Il caso più celebre risale a 32 anni fa. Nel settembre del 1991, sul crinale tra la Val Senales e la Ötztal, sul confine tra Italia e Austria, due escursionisti tedeschi, Erika e Helmut Simon hanno scoperto sui 3200 metri del Giogo di Tisa un corpo umano mummificato che affiorava dal ghiaccio. Qualche giorno dopo il Bergrettung, il Soccorso alpino austriaco, ha liberato i resti e li ha portati all’obitorio di Innsbruck.

Il primo a capire che non si trattava di una vittima recente è stato Reinhold Messner, arrivato sul posto insieme a Hans Kammerlander dopo i Simon. Oggi sappiamo che quell’uomo, soprannominato Ötzi, l’uomo della Ötztal, è vissuto ed è morto circa 5.000 anni fa, nell’Età del Rame, e che prima di accasciarsi e morire ad alta quota era stato ferito da una freccia.
Oggi i resti, il vestiario e gli oggetti di Ötzi (tra questi un’ascia di rame, un amuleto di pietra, un arco con quattordici frecce e un pezzo di carne secca di stambecco) attirano decine di migliaia di visitatori ogni anno nel Museo archeologico di Bolzano. Sono diventati famosi anche i resti dei militari, Alpini italiani e Kaiserjäger austro-ungarici, che sono tornati alla luce sui ghiacciai del San Matteo e del Cevedale, teatro della “Guerra Bianca” del 1915-’18.
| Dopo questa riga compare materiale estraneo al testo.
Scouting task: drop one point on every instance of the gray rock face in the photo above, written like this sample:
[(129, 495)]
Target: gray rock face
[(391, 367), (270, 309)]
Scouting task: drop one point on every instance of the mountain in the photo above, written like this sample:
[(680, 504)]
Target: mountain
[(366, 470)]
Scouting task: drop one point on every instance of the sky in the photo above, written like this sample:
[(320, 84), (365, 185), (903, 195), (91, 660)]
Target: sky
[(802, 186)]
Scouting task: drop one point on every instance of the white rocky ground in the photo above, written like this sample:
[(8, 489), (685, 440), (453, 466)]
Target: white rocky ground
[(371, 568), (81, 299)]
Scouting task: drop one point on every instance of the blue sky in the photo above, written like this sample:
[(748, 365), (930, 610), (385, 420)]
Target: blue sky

I tre fratelli “restituiti” dal ghiacciaio dell’Aletsch dopo quasi 80 anni

Meno attenzione, almeno in Italia, tocca ai ritrovamenti di alpinisti scomparsi, che diventano sempre più numerosi. Nel caldissimo agosto del 2022 sul ghiacciaio di Stockji, nei pressi di Zermatt, sono stati trovati i resti di un altro alpinista tedesco scomparso nel 1990, all’età di 27 anni, durante una traversata delle Alpi Pennine da Chamonix al Sempione.
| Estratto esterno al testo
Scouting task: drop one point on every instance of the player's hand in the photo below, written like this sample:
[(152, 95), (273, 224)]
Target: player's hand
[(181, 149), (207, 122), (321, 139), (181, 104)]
Nel lungo elenco dei “Cold case” risolti dalla Polizia Cantonale del Vallese spicca quello dei resti scoperti nel 2012 dall’alpinista scozzese Robert McGregor e da sua moglie sul ghiacciaio di Aletsch, e che appartenevano a tre fratelli scomparsi 86 anni prima. A rendere relativamente facile l’identificazione sono stati un binocolo, un orologio da tasca, una pipa e un portafoglio contenente delle monete svizzere, la più recente del 1921.

Due anni dopo, il laboratorio di Sion ha ricostruito l’accaduto. Il 4 marzo del 1926 quattro alpinisti partiti dalla Hollandia Hütte erano stati uccisi da una bufera e sepolti dalla neve. Le ricerche, durate una settimana, non avevano dato risultati. Secondo un modello realizzato al computer, da allora, i corpi hanno viaggiato insieme al ghiaccio per circa 10 chilometri, alla velocità media di 122 metri all’anno. Il quarto alpinista, non imparentato con gli altri, non è stato ritrovato.
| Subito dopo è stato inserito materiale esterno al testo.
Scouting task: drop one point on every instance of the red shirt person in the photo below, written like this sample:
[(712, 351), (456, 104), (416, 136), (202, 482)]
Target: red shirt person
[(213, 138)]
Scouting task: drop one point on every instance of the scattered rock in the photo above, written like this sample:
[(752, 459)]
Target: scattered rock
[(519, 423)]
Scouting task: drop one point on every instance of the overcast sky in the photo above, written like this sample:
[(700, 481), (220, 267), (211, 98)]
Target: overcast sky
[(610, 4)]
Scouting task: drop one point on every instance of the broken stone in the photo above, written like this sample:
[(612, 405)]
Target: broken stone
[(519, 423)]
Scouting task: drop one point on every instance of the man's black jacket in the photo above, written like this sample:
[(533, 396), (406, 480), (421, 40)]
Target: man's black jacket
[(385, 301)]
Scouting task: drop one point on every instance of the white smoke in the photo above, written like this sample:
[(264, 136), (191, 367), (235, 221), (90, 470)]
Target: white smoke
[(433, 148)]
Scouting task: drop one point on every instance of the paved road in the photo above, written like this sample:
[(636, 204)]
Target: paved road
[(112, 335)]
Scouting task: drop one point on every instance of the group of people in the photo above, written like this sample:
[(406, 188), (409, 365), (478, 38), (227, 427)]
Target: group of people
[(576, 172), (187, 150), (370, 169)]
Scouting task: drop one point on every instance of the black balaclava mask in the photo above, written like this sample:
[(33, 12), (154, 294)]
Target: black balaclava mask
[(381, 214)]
In Svizzera sono diventati famosi anche i casi di due giovani alpinisti giapponesi (21 e 23 anni), soci del Club Alpino Francese, morti nel 1970 mentre tentavano la parete Nord del Cervino, e riaffiorati nel 2014 sul Matterhorn Gletscher. Non erano alpinisti, invece, Marcelin e Francine Dumoulin, due svizzeri scomparsi nel 1942 sul ghiacciaio di Tsanfleuron mentre andavano in cerca delle loro mucche. La coppia ha lasciato sette figli, a ritrovarli nel 2017 è stato il conducente di un gatto delle nevi al lavoro sulle piste da sci.

In Austria ha destato scalpore il ritrovamento dello scorso 18 agosto, quando una guida alpina tirolese ha individuato un corpo umano sul ghiaccio dello Schlatenkees, ai piedi del Gross Venediger, sugli Alti Tauri. Le analisi del DNA non sono state ancora effettuate, ma una carta di credito e una patente di guida hanno permesso di identificarlo, con ragionevole certezza, come uno scialpinista scomparso nel 2001.

Solo pochi appassionati di montagna, al giorno d’oggi, ricordano Cinque giorni un’estate, Five Days One Summer nella versione originale, diretto nel 1982 da Fred Zinnemann, nel cui cast spiccava nientemeno che Sean Connery. Il film è una storia di amore e di alpinismo, ambientata tra le vette e i ghiacciai del Bernina. La fotografia, spettacolare, è firmata da Giovanni Rotunno.

In una indimenticabile scena, i resti di un alpinista scomparso mezzo secolo prima vengono recuperati in un ghiacciaio. E a piangere davanti al corpo, ancora biondo e giovane, è la sua fidanzata di allora, diventata un’anziana signora con i capelli bianchi. Era una fiction, ovviamente. Ma i “Cold case” delle Alpi, al giorno d’oggi, esistono e diventano sempre più numerosi.